Limestone College Professor of Physical Education Dr. Felicia Cavallini has again been selected to serve on the 2017-2018 Fulbright U.S. Regional Peer Review Committee for Canada.

Dr. Cavallini is one of only four committee members to serve on the committee that will represent the entire United States. The group will peer review the Fulbright applications from the United States before sending them to Canada.

Other committee members include Dr. Michael Brescia, Professor of History at the University of Arizona; Dr. Robert Barsky, Professor and Chair of French and Italian at Vanderbilt University; and Dr. Polly Newcomb, Professor in the Department of Epidemiology at the University of Washington.

“Through the support of Limestone College, I feel fortunate to have experienced a year in Canada on a Fulbright,” Dr. Cavallini said. “Having Limestone’s name represented nationally by being one of the four institutions represented on this selection team certainly brings added publicity to our wonderful small college.”

The committee will meet on Friday, Oct. 28, in Washington, DC, to discuss approximately 70 Fulbright applications the members are now reviewing.

Dr. Cavallini completed an 11-month Fulbright Scholar Student/Research Grant in Canada. From Aug. 30, 2014, through Aug. 1, 2015, she served at the University of Guelph as a Visiting Research Chair in the Human Health and Nutritional Sciences Department, and her primary focus was on physical activity and exercise.

She was also a member of same Peer Review Committee last year.

The Fulbright Program awards approximately 8,000 grants annually.
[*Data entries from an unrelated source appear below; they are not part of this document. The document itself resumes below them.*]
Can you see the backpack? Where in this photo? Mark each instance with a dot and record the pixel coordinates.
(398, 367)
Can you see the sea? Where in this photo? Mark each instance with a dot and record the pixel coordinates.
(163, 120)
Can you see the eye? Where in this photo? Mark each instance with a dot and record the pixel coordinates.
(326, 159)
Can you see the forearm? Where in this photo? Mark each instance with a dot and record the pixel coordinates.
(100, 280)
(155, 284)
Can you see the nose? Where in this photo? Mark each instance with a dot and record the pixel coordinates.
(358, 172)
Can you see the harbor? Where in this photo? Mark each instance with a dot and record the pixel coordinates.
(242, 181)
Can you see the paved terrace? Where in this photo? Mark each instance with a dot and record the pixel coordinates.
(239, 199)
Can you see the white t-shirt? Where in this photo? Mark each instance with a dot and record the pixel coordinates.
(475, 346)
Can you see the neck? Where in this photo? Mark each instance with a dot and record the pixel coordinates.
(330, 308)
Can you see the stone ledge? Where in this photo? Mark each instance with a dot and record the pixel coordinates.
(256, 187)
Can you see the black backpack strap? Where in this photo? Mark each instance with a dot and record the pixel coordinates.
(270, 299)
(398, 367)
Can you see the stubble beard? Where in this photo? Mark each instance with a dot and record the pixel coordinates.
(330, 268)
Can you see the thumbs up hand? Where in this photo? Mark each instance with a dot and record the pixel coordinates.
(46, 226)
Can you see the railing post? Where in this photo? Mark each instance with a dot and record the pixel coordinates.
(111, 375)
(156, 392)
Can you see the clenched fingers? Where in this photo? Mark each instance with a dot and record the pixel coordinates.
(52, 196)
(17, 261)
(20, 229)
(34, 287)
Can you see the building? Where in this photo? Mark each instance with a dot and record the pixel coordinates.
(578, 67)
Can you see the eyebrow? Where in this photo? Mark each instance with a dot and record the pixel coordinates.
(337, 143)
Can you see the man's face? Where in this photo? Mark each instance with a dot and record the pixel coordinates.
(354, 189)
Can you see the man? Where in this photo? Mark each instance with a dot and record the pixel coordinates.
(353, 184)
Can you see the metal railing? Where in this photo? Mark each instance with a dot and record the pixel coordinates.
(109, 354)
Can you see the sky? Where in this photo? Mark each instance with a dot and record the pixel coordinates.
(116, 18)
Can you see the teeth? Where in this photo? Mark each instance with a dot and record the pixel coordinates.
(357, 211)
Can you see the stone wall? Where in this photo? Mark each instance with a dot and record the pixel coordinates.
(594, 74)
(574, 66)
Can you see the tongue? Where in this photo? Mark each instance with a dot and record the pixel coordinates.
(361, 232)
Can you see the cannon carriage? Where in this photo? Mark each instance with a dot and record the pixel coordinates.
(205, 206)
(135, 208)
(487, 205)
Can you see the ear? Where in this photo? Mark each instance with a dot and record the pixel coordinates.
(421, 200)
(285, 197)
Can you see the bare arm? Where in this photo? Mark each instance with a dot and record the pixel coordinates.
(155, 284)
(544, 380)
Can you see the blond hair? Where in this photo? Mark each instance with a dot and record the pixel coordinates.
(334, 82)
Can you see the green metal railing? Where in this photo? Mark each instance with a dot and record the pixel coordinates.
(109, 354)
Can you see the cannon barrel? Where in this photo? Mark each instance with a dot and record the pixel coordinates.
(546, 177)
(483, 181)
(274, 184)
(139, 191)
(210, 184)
Roughly 1,600 U.S. students, 4,000 foreign students, 1,200 U.S. scholars, and 900 visiting scholars receive awards, in addition to several hundred teachers and professionals. Approximately 310,000 scholars have participated in the program since its inception in 1946.

The peer review process, a hallmark of the Fulbright Scholar program, ensures that applicants will be evaluated on academic, scholarly and professional criteria.  The Council for International Exchange of Scholars (CIES) is responsible for coordinating the initial screening of Fulbright Scholar applications, known as peer review, for the Fulbright Scholar Program.

There are two rounds of peer review administered by CIES. Applications are first received by Discipline Committees, made up of two to three members, chosen for their knowledge and expertise within a specified area of study or discipline. Following Discipline Peer Review, each application is then sent to a panel made up of four to five Regional Peer Reviewers who have significant professional experience in the specific world region of the application. Each Regional Peer Review committee will then make recommendations based on their own review, along with the comments of the Discipline committees.

A 1984 graduate of Rice University, Dr. Cavallini received a B.A. in Education and Kinesiology with a concentration in Coaching/Teaching from the Department of Human Performance and Health Sciences while earning academic honors. A dual sport athlete at Rice, she played both volleyball and basketball. While earning a M.A. from the University of Texas at San Antonio in Education with an emphasis in Curriculum and Instruction, Dr. Cavallini was an assistant coach of the women’s basketball team at UTSA. In the seven years to follow, she coached women’s basketball at Siena College, Providence College, University of Southern Indiana and Colgate University. In addition, she taught and coached in secondary education in the state of Texas.

Pursuing a doctoral degree, Dr. Cavallini served on the faculty of Kinesiology at Rice University for seven years while also serving as a resident associate with students. While on faculty at Rice, Dr. Cavallini directed the University Wellness Program. She was honored numerous times as a “Distinguished Faculty Member” at Rice and was voted by students as the faculty member who made a significant impact in the Rice community.